Las personas a las que quiero lo están pasando mal, la falta de dinero, el amor que termina, los rencores que afloran...todo acaba por devorarlos de una manera cruel y única en cada persona.
El mundo está a punto de estallar, las flores no florecen, el sol ya no sale a su hora porque teme alumbrar la desesperación de tantas almas, los mares se echan atrás en busca de refugio en las profundidades, los bebes pasan hambre, los dulces dejan de serlo.
¿Y yo?
Me resigno y me adapto, como mi padre siempre me enseñó, lucho a espada y soy fría a la hora de atestar los golpes que me alzarán a la victoria, sin embargo en el camino paso miedo y voy con el escudo bien alto, impidiéndome ver bien por donde camino, y haciéndome meter la pata en cualquier agujero que se cruce en
mi viaje.
Pero en una de esas travesías encontré algo inesperado, un tesoro en bruto con el que me siento tranquila y en paz.
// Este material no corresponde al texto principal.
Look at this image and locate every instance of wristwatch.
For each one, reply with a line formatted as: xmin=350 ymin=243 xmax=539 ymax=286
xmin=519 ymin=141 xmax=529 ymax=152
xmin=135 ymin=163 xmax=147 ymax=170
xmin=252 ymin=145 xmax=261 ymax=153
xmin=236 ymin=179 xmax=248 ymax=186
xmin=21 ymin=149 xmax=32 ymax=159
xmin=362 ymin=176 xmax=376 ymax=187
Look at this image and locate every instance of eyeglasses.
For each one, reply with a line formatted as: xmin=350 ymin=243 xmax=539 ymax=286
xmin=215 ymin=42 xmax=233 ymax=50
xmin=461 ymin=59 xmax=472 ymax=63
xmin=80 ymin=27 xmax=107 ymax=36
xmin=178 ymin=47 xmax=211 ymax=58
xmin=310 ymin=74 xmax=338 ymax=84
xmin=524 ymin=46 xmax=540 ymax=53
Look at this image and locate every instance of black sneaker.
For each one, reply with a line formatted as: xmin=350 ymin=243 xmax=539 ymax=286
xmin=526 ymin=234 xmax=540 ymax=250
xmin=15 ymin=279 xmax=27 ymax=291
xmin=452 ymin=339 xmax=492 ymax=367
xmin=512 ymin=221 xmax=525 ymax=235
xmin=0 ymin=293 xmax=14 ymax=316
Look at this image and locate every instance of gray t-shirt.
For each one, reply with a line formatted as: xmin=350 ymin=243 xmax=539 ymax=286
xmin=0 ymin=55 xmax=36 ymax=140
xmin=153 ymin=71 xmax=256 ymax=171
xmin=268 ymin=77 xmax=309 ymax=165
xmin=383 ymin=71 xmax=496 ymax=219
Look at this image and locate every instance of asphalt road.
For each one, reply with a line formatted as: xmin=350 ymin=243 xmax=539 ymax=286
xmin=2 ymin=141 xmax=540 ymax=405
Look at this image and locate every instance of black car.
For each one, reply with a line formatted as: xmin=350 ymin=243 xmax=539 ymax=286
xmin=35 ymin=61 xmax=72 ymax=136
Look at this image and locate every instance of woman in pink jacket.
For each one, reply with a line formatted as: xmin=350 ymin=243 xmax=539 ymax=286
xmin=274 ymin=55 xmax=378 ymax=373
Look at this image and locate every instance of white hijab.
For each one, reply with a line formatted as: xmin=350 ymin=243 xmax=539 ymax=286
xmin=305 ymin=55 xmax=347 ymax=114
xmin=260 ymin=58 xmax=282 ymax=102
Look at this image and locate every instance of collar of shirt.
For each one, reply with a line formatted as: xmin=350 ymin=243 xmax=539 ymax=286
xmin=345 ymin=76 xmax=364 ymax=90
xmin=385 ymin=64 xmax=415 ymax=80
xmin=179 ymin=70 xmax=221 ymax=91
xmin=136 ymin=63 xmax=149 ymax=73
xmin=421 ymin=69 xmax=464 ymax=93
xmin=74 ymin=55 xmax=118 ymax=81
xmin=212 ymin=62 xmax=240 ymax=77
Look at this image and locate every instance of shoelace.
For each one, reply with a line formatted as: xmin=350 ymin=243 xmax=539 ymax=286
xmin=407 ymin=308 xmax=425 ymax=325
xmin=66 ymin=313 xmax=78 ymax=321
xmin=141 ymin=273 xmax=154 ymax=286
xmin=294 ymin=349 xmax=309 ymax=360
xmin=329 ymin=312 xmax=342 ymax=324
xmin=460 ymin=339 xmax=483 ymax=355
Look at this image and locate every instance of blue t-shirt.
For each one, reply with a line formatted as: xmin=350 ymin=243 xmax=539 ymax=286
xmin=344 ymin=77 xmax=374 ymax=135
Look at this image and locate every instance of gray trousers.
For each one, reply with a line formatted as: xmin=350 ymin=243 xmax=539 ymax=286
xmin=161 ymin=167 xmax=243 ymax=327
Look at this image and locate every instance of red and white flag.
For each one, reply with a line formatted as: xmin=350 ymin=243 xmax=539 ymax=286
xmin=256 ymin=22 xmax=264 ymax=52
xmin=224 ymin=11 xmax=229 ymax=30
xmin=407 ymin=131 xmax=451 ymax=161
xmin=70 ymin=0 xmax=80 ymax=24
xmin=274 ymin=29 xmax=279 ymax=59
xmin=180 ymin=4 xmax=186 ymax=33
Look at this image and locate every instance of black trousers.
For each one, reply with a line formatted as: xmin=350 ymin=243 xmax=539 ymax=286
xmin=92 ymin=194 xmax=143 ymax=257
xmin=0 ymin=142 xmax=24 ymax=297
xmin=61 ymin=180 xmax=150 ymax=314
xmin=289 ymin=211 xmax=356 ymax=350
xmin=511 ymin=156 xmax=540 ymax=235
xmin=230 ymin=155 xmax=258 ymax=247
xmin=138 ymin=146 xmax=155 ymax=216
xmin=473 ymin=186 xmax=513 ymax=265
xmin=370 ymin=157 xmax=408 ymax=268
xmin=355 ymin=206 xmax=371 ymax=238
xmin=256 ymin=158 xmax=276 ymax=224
Lo clavé en mi escudo y desde entonces no preciso caminar más con él en alza, pero eso me preocupa más.
Al finalizar el día, cuando el sol sale corriendo a su escondrijo donde esperará hacerle el amor a la luna, me siento y en el calor de la hoguera abro mi cabeza a las vivencias del día.
Recuerdo a mis amigos y su sufrimiento, pero me es imposible apartar mi mirada del tesoro y dejar de sonreir.
Me siento egoísta y cautiva por ese deseado sentimiento que me completa y me pierde.
Ni siquiera mis problemas se presentan tan grandes, y donde antes había una montaña ahora hallo un canto rodado.
Temo por el día en que un dragón se alce ante mi y en su lugar vea un pollo, porque entonces será cuando la realidad me prenda fuego y yo solo vea plumas.